Background: The aim of the current trial was to investigate the effect of Vitamin D treatment on metabolic markers in people with Vitamin D deficiency and thyroid autoimmunity. Materials and Methods: In this double-blind, randomized, placebo-controlled clinical trial, 65 Vitamin D deficient euthyroid or hypothyroid patients with positive TPO-Ab were enrolled. They randomly allocated into two groups to receive oral Vitamin D3 (50000 IU weekly) and placebo for 12 weeks. Serum concentration of calcium, phosphorus, albumin, C-reactive protein, blood urea nitrogen, creatinine, glycated hemoglobin (HbA1c), insulin, fasting plasma glucose (FPG), triglyceride (TG), total cholesterol, and high-density lipoprotein were measured in both groups before and after the trial.
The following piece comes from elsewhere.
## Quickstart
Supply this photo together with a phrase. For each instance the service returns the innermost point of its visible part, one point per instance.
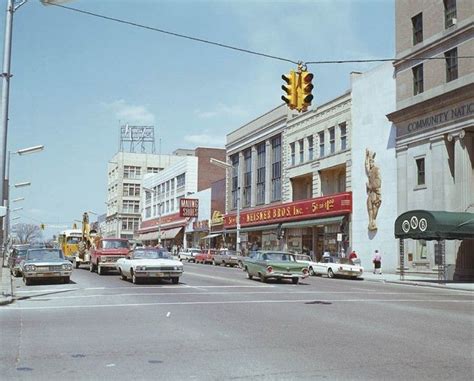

Homeostasis model assessment estimates of beta cell function (HOMA-B) and HOMA-insulin resistance (HOMA-IR) were calculated before and after trial in both groups. Results: Thirty-three and thirty-two participants were allocated to Vitamin D-treated and placebo-treated groups, respectively. Mean(standard error) level of Vitamin D increased significantly in Vitamin D-treated group (45.53[1.84] ng/mL vs. 12.76[0.74] ng/mL, P= 0.001). The mean of HbA1c and insulin was increased significantly both in Vitamin D-treated and placebo-treated groups (P< 0.05). Other variables did not meet a significant change after trial (P= NS). In between-group comparison, there was not any significant difference between Vitamin D-treated and placebo-treated groups regarding measures of HOMA-B, HOMA-IR, FPG, HbA1c, and TG(P= NS). Conclusion: Our findings showed that weekly 50000 IU oral Vitamin D3 for 12 weeks did not improve metabolic markers, IR, or insulin secretion in Vitamin D deficient patients with Hashimoto thyroiditis.